演奏と練習の関係についての考察

いままで 10年、「成果が出る練習」「プラスになる練習」「マイナスにならない練習」は何なのか、どんな構造をしているかを調べ、実験し、追求しつづけてきた。

ちかごろ見えてきたのは、その鍵は「『練習』はせずに、『音楽』をする」ことにある、ということ。

上達する、うまくなる、というのは私たちに必ず備わっているメカニズムであって、自分でコントロールしたり頑張ってやるところではない。

内蔵天然自動上達システム。これは何に対しても発動する。わたしたちはこれを演奏に関して発動してほしいわけだが、そのために必要なのは演奏することだ。

演奏するとは、題材、場所、環境を選ばない。したがって、ひとりで、ある一音を奏でるときも、それは演奏として行う。

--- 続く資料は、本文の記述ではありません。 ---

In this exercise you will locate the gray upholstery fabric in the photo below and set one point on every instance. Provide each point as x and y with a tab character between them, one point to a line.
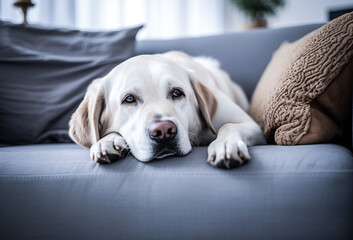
56	192
244	55
44	75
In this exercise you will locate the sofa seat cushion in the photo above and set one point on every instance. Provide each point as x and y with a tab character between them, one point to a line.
56	192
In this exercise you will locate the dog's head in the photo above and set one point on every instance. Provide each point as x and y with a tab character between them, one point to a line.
158	105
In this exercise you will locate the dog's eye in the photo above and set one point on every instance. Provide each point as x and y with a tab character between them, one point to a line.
177	93
129	99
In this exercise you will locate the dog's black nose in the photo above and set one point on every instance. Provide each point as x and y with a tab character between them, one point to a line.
162	131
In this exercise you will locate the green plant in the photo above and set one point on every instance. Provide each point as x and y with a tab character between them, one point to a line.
258	10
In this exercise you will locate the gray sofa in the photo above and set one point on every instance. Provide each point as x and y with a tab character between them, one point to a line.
53	191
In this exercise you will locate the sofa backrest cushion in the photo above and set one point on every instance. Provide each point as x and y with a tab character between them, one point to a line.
44	75
243	55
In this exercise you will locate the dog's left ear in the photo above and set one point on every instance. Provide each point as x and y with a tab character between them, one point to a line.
206	100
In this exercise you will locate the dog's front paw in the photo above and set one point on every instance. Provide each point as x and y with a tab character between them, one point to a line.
109	149
228	154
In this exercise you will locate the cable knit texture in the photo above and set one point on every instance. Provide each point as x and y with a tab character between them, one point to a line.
284	100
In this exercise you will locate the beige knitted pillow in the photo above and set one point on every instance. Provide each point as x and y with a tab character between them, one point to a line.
304	95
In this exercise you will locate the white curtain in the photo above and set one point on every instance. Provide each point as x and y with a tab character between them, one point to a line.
162	18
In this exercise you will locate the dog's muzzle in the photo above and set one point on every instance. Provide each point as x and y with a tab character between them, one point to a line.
163	136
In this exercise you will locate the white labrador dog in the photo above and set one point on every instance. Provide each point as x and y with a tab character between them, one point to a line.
160	105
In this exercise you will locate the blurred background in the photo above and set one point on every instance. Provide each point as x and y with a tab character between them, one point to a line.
176	18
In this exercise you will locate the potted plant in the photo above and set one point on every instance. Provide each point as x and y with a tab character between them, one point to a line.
258	10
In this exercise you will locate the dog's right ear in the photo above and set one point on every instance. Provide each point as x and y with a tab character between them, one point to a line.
84	123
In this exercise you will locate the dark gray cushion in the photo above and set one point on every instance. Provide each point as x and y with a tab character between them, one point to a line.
44	75
285	192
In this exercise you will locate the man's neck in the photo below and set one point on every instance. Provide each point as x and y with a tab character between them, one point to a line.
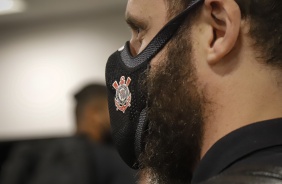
256	96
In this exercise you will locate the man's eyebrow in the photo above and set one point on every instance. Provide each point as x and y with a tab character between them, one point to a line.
135	22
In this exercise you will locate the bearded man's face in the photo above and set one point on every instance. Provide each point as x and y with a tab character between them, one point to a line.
174	136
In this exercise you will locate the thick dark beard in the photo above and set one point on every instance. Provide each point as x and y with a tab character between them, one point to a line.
174	137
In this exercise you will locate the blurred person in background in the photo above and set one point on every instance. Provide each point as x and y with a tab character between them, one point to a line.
80	159
91	113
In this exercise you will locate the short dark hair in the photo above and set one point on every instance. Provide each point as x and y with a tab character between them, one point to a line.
265	18
88	94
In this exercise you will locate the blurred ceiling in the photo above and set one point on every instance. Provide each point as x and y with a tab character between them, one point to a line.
44	9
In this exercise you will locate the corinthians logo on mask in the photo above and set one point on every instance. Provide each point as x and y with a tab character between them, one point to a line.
123	95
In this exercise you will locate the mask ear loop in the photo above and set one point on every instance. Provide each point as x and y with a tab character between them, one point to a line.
141	131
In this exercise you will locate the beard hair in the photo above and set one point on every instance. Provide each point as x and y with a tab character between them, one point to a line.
175	130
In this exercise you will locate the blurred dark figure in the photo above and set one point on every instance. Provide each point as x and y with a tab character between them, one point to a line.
92	116
81	159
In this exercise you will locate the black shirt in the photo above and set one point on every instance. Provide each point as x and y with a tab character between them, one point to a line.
258	143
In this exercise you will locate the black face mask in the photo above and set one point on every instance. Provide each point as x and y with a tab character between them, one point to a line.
127	94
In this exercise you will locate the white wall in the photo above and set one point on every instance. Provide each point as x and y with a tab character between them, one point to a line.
42	64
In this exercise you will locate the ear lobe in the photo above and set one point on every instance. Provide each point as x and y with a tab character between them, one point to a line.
225	19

演奏できるようになるために練習するのではなく、演奏したいから演奏したいものを演奏する。それをしていれば必ずその都度なにか変化があり、上達する。

このチャレンジがある特定の日のパフォーマンスの機会をモチベーションに行われているときや、ひとりで行われている場合だけたまたま練習と形容される。

上達は、自分自身にチャンスを与えたときに起きる現象である。チャンスを与えるとは、結果に一切執着せず、自己批判をせずに、ただただやりたいことをいちどやってみることを意味する。

練習というものを、直すこと、修正すること、合格ラインに達すること、聞くに値するものにすること、というふうに捉えていると、私たちは萎縮し、緊張し、力と希望を失う。

アレクサンダーテクニークのレッスンは、私たちが備える上達システムが十分に働くための条件を整えたり、システムを阻害しているスパムアプリを探知してアンインストールする作業だと思う。